Escritura Diaria, 20 de Abril 2026

Queremos los beneficios del Profeta, pero sin la incomodidad de su profecía. «Queremos un Jesús que avale nuestras vidas, no uno que las cuestione.»

Reflexión

Estómagos llenos y blancos angelicales

Adoraremos con gusto a un Dios que reparte pan; conspiraremos para matar a un Dios que exige la verdad.

En el Evangelio de hoy, Jesús cala hondo en nuestro «cosplay» espiritual. La multitud lo ha seguido a través del mar, pero Él se niega a funcionar como su máquina expendedora cósmica. «Comieron hasta saciarse», dice; una acusación demoledora. No hemos cruzado las aguas en busca del Pan de Vida; hemos venido por la panadería. Queremos los beneficios del Profeta, pero sin la incomodidad de su profecía. «Queremos un Jesús que avale nuestras vidas, no uno que las cuestione.»

¿Y qué sucede cuando esa profecía se hace presente realmente, pronunciando una verdad que desmantela nuestros cómodos sistemas?

No pedimos que continue sirviéndonos. Contratamos a falsos testigos.

Fíjense en Esteban, en el libro de los Hechos. La clase religiosa contempla a un hombre cuyo rostro resplandece como el de un ángel, y su respuesta inmediata —y absolutamente lógica— consiste en orquestar su ejecución. Es algo verdaderamente tragicómico. Estamos tan ferozmente aferrados a nuestras frágiles ilusiones que sentenciamos a muerte a un ángel con total complacencia, con tal de impedir que nuestras piadosas narrativas se desmoronen. La luz pone al descubierto la podredumbre; así que, en lugar de sanear esa podredumbre, simplemente arrancamos la luz. Y lo hacemos con una gran seriedad religiosa. Lo hacemos citando las Escrituras.
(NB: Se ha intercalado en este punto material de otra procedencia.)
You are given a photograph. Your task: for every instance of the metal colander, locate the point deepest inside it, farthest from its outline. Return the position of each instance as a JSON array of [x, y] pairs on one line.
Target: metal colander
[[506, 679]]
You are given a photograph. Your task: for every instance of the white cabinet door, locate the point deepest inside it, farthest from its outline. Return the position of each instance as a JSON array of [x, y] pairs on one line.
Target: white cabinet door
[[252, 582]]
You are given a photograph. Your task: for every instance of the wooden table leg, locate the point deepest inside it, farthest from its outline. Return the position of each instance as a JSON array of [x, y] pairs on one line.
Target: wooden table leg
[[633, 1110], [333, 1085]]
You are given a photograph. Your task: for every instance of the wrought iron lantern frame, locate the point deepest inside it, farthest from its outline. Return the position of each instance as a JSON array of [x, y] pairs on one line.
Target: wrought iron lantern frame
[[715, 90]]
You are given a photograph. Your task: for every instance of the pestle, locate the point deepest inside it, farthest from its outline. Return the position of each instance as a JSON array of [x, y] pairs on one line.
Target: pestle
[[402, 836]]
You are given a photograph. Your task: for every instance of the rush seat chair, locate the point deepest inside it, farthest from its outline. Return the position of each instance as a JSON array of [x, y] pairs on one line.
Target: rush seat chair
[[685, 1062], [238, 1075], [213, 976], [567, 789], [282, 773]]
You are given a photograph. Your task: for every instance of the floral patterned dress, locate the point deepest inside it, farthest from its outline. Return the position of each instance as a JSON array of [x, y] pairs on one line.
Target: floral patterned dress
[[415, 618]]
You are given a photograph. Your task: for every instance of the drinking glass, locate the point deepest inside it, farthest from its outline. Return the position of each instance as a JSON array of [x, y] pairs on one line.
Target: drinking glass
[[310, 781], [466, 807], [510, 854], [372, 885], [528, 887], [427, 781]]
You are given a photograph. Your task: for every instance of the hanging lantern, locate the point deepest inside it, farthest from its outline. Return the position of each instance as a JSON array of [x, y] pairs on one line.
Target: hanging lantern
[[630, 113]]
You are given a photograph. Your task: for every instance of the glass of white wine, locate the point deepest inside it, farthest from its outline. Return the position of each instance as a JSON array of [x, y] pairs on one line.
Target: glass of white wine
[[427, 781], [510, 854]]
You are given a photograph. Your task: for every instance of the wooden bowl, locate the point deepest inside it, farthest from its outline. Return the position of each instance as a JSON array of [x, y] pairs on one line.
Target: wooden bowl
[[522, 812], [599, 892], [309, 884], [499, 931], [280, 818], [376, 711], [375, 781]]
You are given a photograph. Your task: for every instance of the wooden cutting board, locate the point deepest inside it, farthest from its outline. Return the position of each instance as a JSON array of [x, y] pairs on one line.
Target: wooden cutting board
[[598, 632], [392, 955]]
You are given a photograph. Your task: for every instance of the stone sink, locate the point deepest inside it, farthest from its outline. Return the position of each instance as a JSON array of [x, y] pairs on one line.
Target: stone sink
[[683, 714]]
Esta es la anatomía de nuestra hipocresía. Queremos una religión que nos llene el estómago, pero que nunca haga sangrar nuestro orgullo. Aferramos nuestros crucifijos en una mano y nuestras piedras en la otra, esterilizando la fe hasta que deja de sangrar, para luego preguntarnos por qué nuestras iglesias se sienten tan espiritualmente anémicas. El cristiano más peligroso no es aquel que duda, sino aquel que ha hecho las paces con un Evangelio desdentado y llama a esa paz «fe». La Cruz no es un trozo de madera decorativo para colgar a salvo en una pared; es un espejo afilado que refleja nuestra continua complicidad en el asesinato de la verdad.

Si miraras ahora mismo en el espejo de la Cruz, ¿de quién verías el rostro: del ángel o de aquel que sostiene la piedra?